Environmental, Social, and Governance (ESG) are a set of standards that measure a business's impact on society, the environment, and how transparent and accountable it is. Although the term ESG is often used in the context of investing, stakeholders include not just the investment community but also customers, suppliers, and employees, all of whom are increasingly interested in how sustainable an organization’s operations are.
According to OECD, ESG investing has grown rapidly over the past decade, and the amount of professionally managed portfolios that have integrated key elements of ESG assessments exceeds USD 17.5 trillion globally, by some measures. The growth of ESG-related traded investment products available to institutional and retail investors exceeds USD 1 trillion and continues to grow quickly across major financial markets. In March 2022, a survey that included 1,250 managers and senior leaders at larger companies showed that ESG remains a growing priority for businesses in both the US and Europe. Although “Environmental” issues are seen as the most important, organizations are starting to balance attention across all three ESG factors.
A Fortune report shows that although first coined in 2004, ESG has sparked a feeding frenzy in the financial sector over the past few years. The fever reached its peak during last year’s UN Climate Change Conference when green finance was feted as a key tool in the fight against climate change. Since then, it has lost some of its shine. Morningstar revealed that in 2021, assets in sustainable funds hit $2.97 trillion, but showed a decline to $2.24 trillion in September of the same year. Nevertheless, growth in ESG investment products outran all other segments of the asset management industry.
The reporting of ESG remains to ensure the purpose of a business is making the cost of capital higher for companies that put profit before social gain, it has continued to face backlash. Mckinsey stated that one of the challenges for major investors is a lack of strong metrics for ESG. They quote how most large companies report extensively and ambitiously around ESG in order to inform their stakeholders, who have a difficult time making sense of all that reported data. Marketing departments might overstate a company's commitment to the environment without actually making meaningful changes because there are no established standards for ESG investing.
In fact, a recent survey highlighted that almost all companies, around 90 percent, report on sustainability, however only 15 percent of investors can successfully integrate this information into their investment decisions.

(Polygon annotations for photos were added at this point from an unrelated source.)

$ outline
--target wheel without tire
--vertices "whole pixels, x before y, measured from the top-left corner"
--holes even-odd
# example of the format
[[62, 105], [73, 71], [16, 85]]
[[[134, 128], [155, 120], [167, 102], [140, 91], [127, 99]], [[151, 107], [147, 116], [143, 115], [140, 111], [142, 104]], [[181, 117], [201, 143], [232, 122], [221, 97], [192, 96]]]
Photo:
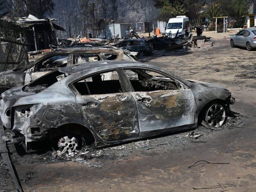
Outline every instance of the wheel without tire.
[[252, 50], [252, 47], [251, 44], [249, 42], [247, 42], [246, 44], [246, 48], [247, 49], [247, 51], [251, 51]]
[[69, 135], [61, 137], [58, 142], [58, 147], [61, 154], [64, 154], [75, 151], [85, 144], [84, 139], [81, 137]]
[[216, 103], [206, 111], [205, 122], [212, 127], [218, 127], [223, 124], [226, 117], [224, 107], [220, 104]]
[[231, 47], [235, 47], [235, 45], [233, 39], [230, 40], [230, 46], [231, 46]]

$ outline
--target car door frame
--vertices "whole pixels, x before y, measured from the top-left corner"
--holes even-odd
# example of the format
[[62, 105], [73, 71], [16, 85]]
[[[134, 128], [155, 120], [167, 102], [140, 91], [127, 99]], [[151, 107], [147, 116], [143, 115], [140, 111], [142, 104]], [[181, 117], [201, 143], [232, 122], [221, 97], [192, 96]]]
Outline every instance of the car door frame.
[[[247, 37], [249, 37], [251, 35], [251, 31], [247, 29], [245, 29], [243, 30], [243, 31], [244, 32], [243, 33], [243, 37], [241, 38], [241, 44], [243, 47], [246, 47], [246, 43], [248, 41]], [[244, 36], [244, 32], [245, 31], [248, 31], [249, 33], [249, 35], [246, 37]]]
[[[121, 93], [127, 93], [127, 94], [130, 94], [131, 96], [131, 98], [132, 100], [132, 101], [133, 101], [133, 102], [134, 102], [135, 109], [134, 109], [134, 113], [136, 114], [136, 115], [135, 115], [135, 117], [134, 117], [134, 119], [133, 120], [134, 121], [136, 121], [134, 123], [134, 124], [135, 125], [136, 124], [137, 125], [136, 127], [131, 127], [131, 129], [131, 129], [130, 130], [131, 131], [130, 131], [129, 132], [127, 133], [128, 133], [128, 134], [127, 134], [127, 135], [125, 136], [127, 137], [127, 138], [120, 138], [119, 140], [126, 140], [126, 139], [134, 139], [135, 138], [138, 137], [138, 135], [139, 134], [139, 126], [138, 126], [138, 113], [137, 112], [137, 107], [136, 105], [136, 102], [135, 101], [135, 100], [134, 99], [134, 98], [133, 98], [133, 97], [132, 97], [132, 95], [130, 93], [129, 91], [129, 89], [127, 86], [127, 84], [126, 83], [125, 81], [125, 80], [124, 78], [124, 76], [123, 76], [122, 73], [121, 72], [120, 69], [120, 68], [113, 68], [108, 69], [107, 70], [104, 70], [98, 71], [97, 72], [90, 73], [89, 74], [87, 74], [84, 76], [83, 76], [77, 79], [76, 79], [76, 80], [75, 80], [73, 81], [72, 82], [69, 83], [69, 87], [70, 89], [72, 90], [72, 91], [73, 92], [74, 94], [76, 96], [76, 103], [77, 104], [78, 104], [78, 103], [77, 103], [77, 96], [82, 96], [81, 95], [80, 93], [78, 92], [78, 91], [75, 88], [75, 86], [73, 84], [74, 83], [76, 82], [77, 82], [78, 81], [79, 81], [79, 80], [81, 80], [83, 79], [86, 78], [87, 77], [93, 76], [94, 74], [99, 73], [104, 73], [104, 72], [108, 72], [114, 71], [115, 70], [116, 71], [117, 73], [118, 77], [119, 78], [119, 80], [120, 82], [120, 85], [121, 85], [121, 87], [122, 88], [122, 89], [123, 91], [123, 92]], [[88, 89], [88, 87], [87, 87], [87, 88]], [[104, 94], [104, 95], [110, 95], [111, 94], [118, 94], [118, 93], [106, 94]], [[94, 95], [90, 95], [94, 96], [94, 95], [102, 95], [102, 94], [97, 94], [97, 95], [94, 94]], [[91, 127], [92, 127], [92, 129], [94, 131], [95, 133], [98, 136], [99, 136], [100, 138], [101, 138], [102, 139], [103, 139], [103, 140], [104, 140], [104, 138], [103, 138], [101, 136], [101, 135], [100, 135], [100, 134], [99, 133], [99, 132], [98, 129], [97, 129], [96, 127], [94, 127], [94, 126], [92, 126], [92, 123], [90, 122], [87, 119], [86, 117], [85, 117], [85, 115], [83, 115], [83, 116], [84, 118], [86, 119], [87, 121], [88, 122], [90, 125], [90, 126], [91, 126]], [[102, 130], [102, 131], [103, 131], [103, 130]], [[107, 140], [106, 141], [106, 140], [104, 140], [104, 142], [112, 142], [114, 141], [108, 141]]]
[[[24, 73], [25, 73], [25, 75], [24, 77], [24, 85], [26, 84], [27, 84], [28, 83], [29, 83], [29, 82], [27, 82], [28, 79], [28, 77], [27, 77], [29, 76], [30, 76], [30, 80], [29, 80], [30, 82], [32, 82], [33, 80], [35, 80], [36, 79], [32, 79], [32, 74], [33, 73], [34, 73], [35, 75], [36, 75], [37, 76], [37, 78], [39, 78], [40, 77], [41, 77], [42, 76], [43, 76], [44, 75], [46, 74], [48, 72], [51, 72], [51, 71], [55, 71], [55, 70], [56, 70], [58, 69], [61, 68], [55, 68], [54, 69], [53, 69], [51, 71], [47, 71], [47, 72], [36, 72], [35, 71], [35, 66], [36, 65], [38, 65], [40, 63], [40, 62], [43, 62], [47, 59], [48, 59], [50, 58], [51, 58], [51, 57], [54, 57], [55, 56], [56, 56], [56, 55], [68, 55], [68, 59], [67, 61], [67, 66], [68, 66], [68, 63], [69, 62], [69, 59], [70, 59], [70, 58], [71, 57], [71, 54], [70, 53], [58, 53], [55, 54], [52, 54], [49, 55], [48, 56], [47, 56], [45, 57], [42, 58], [41, 59], [39, 60], [39, 61], [38, 61], [36, 63], [34, 63], [33, 64], [33, 65], [31, 65], [29, 66], [28, 66], [26, 70], [23, 70], [23, 72]], [[28, 69], [31, 69], [32, 70], [30, 70], [29, 72], [27, 71], [28, 70]], [[37, 75], [35, 73], [37, 73]], [[41, 74], [40, 74], [39, 73], [41, 73]], [[39, 74], [38, 74], [39, 73]]]
[[234, 38], [234, 43], [235, 43], [235, 44], [236, 45], [238, 45], [239, 46], [242, 46], [242, 43], [241, 42], [241, 36], [243, 36], [243, 35], [238, 35], [238, 34], [240, 33], [240, 32], [243, 32], [243, 31], [244, 31], [244, 29], [243, 29], [242, 30], [241, 30], [241, 31], [239, 31], [236, 35], [235, 35], [235, 38]]
[[[131, 83], [130, 82], [129, 79], [128, 79], [128, 78], [127, 77], [127, 76], [125, 74], [125, 72], [124, 71], [124, 70], [125, 69], [141, 69], [141, 69], [147, 71], [151, 71], [153, 72], [156, 72], [159, 73], [160, 74], [162, 74], [163, 75], [166, 76], [167, 77], [169, 78], [170, 78], [171, 79], [174, 79], [174, 80], [176, 81], [176, 82], [178, 82], [179, 83], [181, 84], [181, 85], [182, 85], [183, 86], [184, 86], [185, 87], [185, 89], [184, 90], [189, 89], [189, 90], [190, 90], [191, 94], [191, 95], [192, 95], [193, 96], [193, 98], [192, 98], [192, 101], [193, 103], [193, 106], [192, 106], [193, 109], [192, 109], [192, 112], [193, 112], [193, 114], [192, 114], [191, 115], [191, 117], [193, 119], [191, 121], [191, 123], [190, 123], [189, 124], [187, 124], [184, 125], [180, 126], [168, 127], [168, 128], [165, 128], [163, 129], [156, 129], [155, 130], [153, 130], [153, 131], [142, 131], [142, 130], [140, 128], [139, 134], [139, 137], [144, 137], [145, 136], [149, 136], [150, 135], [152, 135], [152, 136], [157, 135], [161, 134], [162, 132], [169, 132], [170, 131], [175, 131], [177, 130], [181, 130], [185, 129], [187, 128], [188, 127], [192, 127], [192, 126], [194, 126], [195, 118], [195, 102], [194, 98], [194, 96], [192, 92], [192, 91], [191, 91], [190, 87], [189, 87], [189, 86], [188, 86], [187, 85], [185, 84], [184, 83], [181, 82], [178, 79], [177, 79], [176, 78], [173, 76], [169, 74], [166, 73], [165, 73], [164, 72], [162, 71], [159, 71], [156, 69], [153, 69], [152, 68], [147, 68], [146, 67], [122, 67], [121, 68], [121, 69], [120, 69], [120, 70], [121, 70], [120, 72], [122, 73], [122, 74], [123, 74], [122, 76], [124, 76], [124, 78], [125, 81], [126, 82], [127, 84], [127, 86], [129, 89], [129, 91], [130, 92], [135, 92], [135, 91], [134, 91], [134, 89], [133, 89], [133, 88], [132, 87], [132, 86]], [[178, 89], [179, 90], [182, 90], [179, 88], [178, 88]], [[136, 100], [135, 98], [134, 98], [134, 100], [135, 100], [135, 102], [136, 102]], [[136, 102], [136, 104], [137, 104], [137, 102]], [[139, 109], [138, 109], [138, 107], [137, 106], [137, 112], [138, 112], [138, 121], [139, 121], [139, 128], [140, 117], [139, 116], [139, 114], [138, 114]], [[157, 132], [158, 132], [158, 133]]]

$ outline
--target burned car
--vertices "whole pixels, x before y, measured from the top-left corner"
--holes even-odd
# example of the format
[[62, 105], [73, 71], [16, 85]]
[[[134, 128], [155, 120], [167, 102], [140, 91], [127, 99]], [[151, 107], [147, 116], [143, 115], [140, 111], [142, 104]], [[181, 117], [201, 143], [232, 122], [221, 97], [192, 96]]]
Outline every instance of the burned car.
[[90, 42], [80, 42], [74, 43], [70, 45], [68, 48], [71, 47], [98, 47], [99, 45], [95, 43]]
[[0, 94], [24, 85], [57, 69], [81, 63], [103, 60], [138, 61], [129, 51], [116, 48], [73, 48], [50, 52], [22, 69], [0, 72]]
[[46, 140], [65, 153], [85, 142], [100, 147], [194, 128], [199, 120], [219, 127], [234, 103], [219, 85], [139, 63], [101, 61], [60, 69], [5, 91], [0, 115], [27, 148]]
[[118, 48], [137, 52], [139, 54], [150, 55], [153, 47], [151, 43], [144, 39], [129, 39], [118, 42], [114, 45]]

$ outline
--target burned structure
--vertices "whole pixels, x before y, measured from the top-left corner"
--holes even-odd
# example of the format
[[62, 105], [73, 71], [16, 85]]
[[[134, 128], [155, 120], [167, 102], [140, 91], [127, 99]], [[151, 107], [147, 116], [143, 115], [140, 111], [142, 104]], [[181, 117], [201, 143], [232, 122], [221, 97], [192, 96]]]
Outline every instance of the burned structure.
[[[2, 19], [8, 21], [9, 18], [5, 17]], [[13, 37], [22, 38], [24, 43], [28, 45], [28, 51], [48, 49], [50, 44], [57, 46], [56, 30], [65, 30], [53, 22], [56, 19], [39, 19], [29, 15], [27, 17], [17, 18], [15, 19], [17, 24], [23, 30], [18, 36]]]

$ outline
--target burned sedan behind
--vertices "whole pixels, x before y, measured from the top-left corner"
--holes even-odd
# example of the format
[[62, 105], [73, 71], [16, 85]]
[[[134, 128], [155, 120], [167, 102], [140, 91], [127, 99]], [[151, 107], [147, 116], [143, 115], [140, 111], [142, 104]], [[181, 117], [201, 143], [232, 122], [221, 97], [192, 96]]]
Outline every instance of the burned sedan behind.
[[219, 127], [233, 102], [219, 85], [139, 63], [101, 61], [60, 69], [6, 91], [0, 115], [27, 148], [45, 139], [64, 153], [84, 141], [98, 147], [195, 128], [200, 119]]
[[10, 88], [26, 85], [59, 68], [103, 60], [138, 61], [129, 51], [113, 47], [59, 49], [46, 54], [28, 66], [0, 73], [0, 94]]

Rightfully so, the framework was quickly followed by attacks and criticism of greenwashing. Forbes described the journey of this concept in recent years rather as a topsy-Turvy for investments but stated that it may be a bump in the road now, unlikely to derail the overall path. Institutions like the European Commission have already brought in measures to combat greenwashing, most notably the Sustainable Fund Disclosure Regulation which comes into effect fully this year.